彩排开始,宁芸赶紧站到自己的位置上,脚边的灯具光线切换,表现欲太强烈之后,整个动作都有些变形,脚下一个不稳,她直接便宜了原本的路线。
整束强光正对她脸上,她下意识一惊,连连后退,差点崴了脚,高跟鞋在地面上划出一道刺耳的声响。
“哎,小心!”身边的人赶紧扶了她一把。
“怎么回事,重新来一遍。”一开场就不顺利,摄制组的负责人有些生气的朝着宁芸喊了一声。
前期的拍摄彩排继续进行,宁芸在镜头前唱着台词,心底却是一阵乱,她觉得刚刚的丢脸被所有人看了进去,不止是摄制组,路人,还有宁希。
她知道宁希在光的另一边,哪怕看不到宁希的身影,她也能感觉到一种无形的压力,像是有一双眼睛在暗中注视着她的一举一动。
真是哪哪都有宁希,讨厌死了,她真的恨极了有宁希在的场合,总是让她丢人,她觉得宁希就是在针对她,故意让她难堪。
一分心就格外的容易出错,本来早就已经在学校不知道排练了多久的场合,宁芸却频频出错,不是忘词就是走位不准,带队的老师本来给了宁芸机会的,但是架不住她多次出错,直接影响到了整个团队的进度,以至于她原本有个较好的位置,后来直接给她拎到了角落里,站在一个几乎看不见的阴影处。
这么一来,宁芸就更加生气了,觉得造成现在这一切的主要原因就是宁希,每次遇到她都没好事,仿佛宁希就是她命中的克星。
从彩排到拍摄,因为宁芸的失误,耽误了不少进度,后来差点将宁芸赶出队伍,要不是最后一遍顺利过了,宁芸怕是真的会被赶走。
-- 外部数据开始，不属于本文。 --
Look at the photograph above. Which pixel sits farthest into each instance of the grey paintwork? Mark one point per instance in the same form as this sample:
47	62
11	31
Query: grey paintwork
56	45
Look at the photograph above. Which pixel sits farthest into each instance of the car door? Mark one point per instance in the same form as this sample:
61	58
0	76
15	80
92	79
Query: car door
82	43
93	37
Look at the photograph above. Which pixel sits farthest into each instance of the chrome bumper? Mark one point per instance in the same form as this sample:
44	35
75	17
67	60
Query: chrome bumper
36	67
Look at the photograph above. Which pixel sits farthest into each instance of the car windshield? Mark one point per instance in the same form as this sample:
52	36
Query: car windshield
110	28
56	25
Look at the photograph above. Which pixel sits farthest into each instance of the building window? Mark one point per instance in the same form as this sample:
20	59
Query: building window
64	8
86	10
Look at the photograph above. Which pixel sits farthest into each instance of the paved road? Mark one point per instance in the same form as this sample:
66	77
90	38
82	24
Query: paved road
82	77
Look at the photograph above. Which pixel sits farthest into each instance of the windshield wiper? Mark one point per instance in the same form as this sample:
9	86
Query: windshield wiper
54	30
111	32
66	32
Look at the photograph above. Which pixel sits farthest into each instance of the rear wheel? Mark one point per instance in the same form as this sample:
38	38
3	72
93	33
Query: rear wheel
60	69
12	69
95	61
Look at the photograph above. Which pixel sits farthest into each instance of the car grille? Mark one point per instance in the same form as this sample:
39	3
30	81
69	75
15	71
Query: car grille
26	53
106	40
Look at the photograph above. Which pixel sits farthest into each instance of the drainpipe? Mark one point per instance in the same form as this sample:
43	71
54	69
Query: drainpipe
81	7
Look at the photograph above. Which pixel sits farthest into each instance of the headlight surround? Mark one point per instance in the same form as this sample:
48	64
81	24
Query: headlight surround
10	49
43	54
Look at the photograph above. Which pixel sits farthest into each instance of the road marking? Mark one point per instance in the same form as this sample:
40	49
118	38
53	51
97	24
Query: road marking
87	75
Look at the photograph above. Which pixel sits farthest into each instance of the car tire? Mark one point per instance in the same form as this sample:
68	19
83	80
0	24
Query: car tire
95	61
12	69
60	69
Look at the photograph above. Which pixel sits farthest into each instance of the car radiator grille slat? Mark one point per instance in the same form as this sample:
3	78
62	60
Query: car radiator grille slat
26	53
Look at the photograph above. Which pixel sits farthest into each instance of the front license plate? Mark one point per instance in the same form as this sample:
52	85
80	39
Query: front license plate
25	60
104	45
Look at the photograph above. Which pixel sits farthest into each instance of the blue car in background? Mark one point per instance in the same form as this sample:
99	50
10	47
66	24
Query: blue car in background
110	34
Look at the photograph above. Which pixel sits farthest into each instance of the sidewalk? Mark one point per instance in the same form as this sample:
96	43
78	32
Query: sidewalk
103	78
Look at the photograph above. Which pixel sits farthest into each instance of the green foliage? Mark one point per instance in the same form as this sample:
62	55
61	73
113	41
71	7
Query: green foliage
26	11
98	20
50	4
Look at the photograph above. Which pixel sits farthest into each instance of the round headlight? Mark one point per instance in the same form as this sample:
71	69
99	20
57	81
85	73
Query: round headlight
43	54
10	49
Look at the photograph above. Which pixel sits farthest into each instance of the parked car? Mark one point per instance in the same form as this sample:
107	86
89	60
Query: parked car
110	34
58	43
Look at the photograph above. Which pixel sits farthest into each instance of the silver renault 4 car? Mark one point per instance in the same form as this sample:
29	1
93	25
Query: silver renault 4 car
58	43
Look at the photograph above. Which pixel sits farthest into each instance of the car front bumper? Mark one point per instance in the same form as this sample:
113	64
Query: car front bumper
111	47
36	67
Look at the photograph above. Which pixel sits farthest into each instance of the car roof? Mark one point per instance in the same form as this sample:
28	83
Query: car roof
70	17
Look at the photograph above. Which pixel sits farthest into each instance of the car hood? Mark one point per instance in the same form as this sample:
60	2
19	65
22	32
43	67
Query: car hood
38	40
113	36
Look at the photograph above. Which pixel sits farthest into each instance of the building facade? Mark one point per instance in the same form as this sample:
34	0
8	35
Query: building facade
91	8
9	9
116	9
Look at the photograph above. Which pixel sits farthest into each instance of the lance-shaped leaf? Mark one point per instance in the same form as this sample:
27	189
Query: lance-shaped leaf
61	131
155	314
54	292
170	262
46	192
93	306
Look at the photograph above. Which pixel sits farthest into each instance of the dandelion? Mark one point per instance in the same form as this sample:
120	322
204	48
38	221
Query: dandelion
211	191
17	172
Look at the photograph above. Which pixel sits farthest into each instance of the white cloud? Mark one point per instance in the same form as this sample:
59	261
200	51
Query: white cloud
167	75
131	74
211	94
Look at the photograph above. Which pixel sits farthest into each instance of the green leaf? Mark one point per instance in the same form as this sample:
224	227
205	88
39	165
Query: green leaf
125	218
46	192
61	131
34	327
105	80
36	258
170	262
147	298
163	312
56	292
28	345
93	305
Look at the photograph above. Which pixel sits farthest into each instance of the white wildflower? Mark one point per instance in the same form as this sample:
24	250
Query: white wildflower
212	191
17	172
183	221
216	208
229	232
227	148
拍摄结束之后,宁希也算是完成任务了,收拾东西的时候,旁边的同事跑过来夸了她一句,说她刚刚处理故障的速度又快又稳,宁希笑了笑。
又说起要不是因为有人耽误进度,他们早就可以收工了。
说话的声音不大,却落入了宁芸的严重。
宁芸听见这话,脸色彻底挂不住了,手里的歌词本几乎被捏皱,指节因用力而泛白。
她狠狠咬了咬唇,转身离开,鞋跟在地砖上敲得“咚咚”作响,像是在发泄内心的不满。
宁希只是淡淡看了她一眼,心平气和地收拾工具,将散落的线缆一一整理整齐。
阳光从高高的玻璃窗照下来,落在她的侧脸上,柔光勾勒出清晰的轮廓,她从来都不屑与宁芸做无谓的争执,但是架不住有人实力欠缺,落了下风。
“呵——挺有本事嘛,没看出来啊,还能弄这些设备。”宁芸阴阳怪气地说了一句,语气里透着浓浓的不屑,下巴微微抬起。
场面有些僵。几个工作人员面面相觑,没人敢接话,空气仿佛凝固了一般。
宁希抬头,视线在她身上淡淡一扫,没有辩解,也没有低头,目光平静如水。
“没你本事大,就几句词还能错那么多遍。”她语气不轻不重,听不出情绪,却让对方瞬间噎住,像是被什么东西扼住了喉咙。
宁芸猛地红着脸,嘴唇动了动,想反驳却找不到合适的词,只能狠狠地瞪着宁希。
这场拍摄原本只是容氏集团一次常规的宣传项目,以容予的身份本不必亲自到场。
但考虑到宣传片采用的灯光控制系统是最新从京都引进的型号,为确保万无一失,他还是临时起意前来视察设备运行状况。
容予拾级而上,皮鞋踏在水泥台阶上发出沉稳的声响,在空旷的厂房内格外清晰。三楼的走廊里弥漫着淡淡的金属和机油气味,墙面新刷的白漆在灯光下泛着冷冽的光泽。
转过拐角,半掩的玻璃门内光影流转,里头是临时搭建的拍摄现场。工作人员指挥的声音隐约传来,夹杂着设备运转的嗡鸣。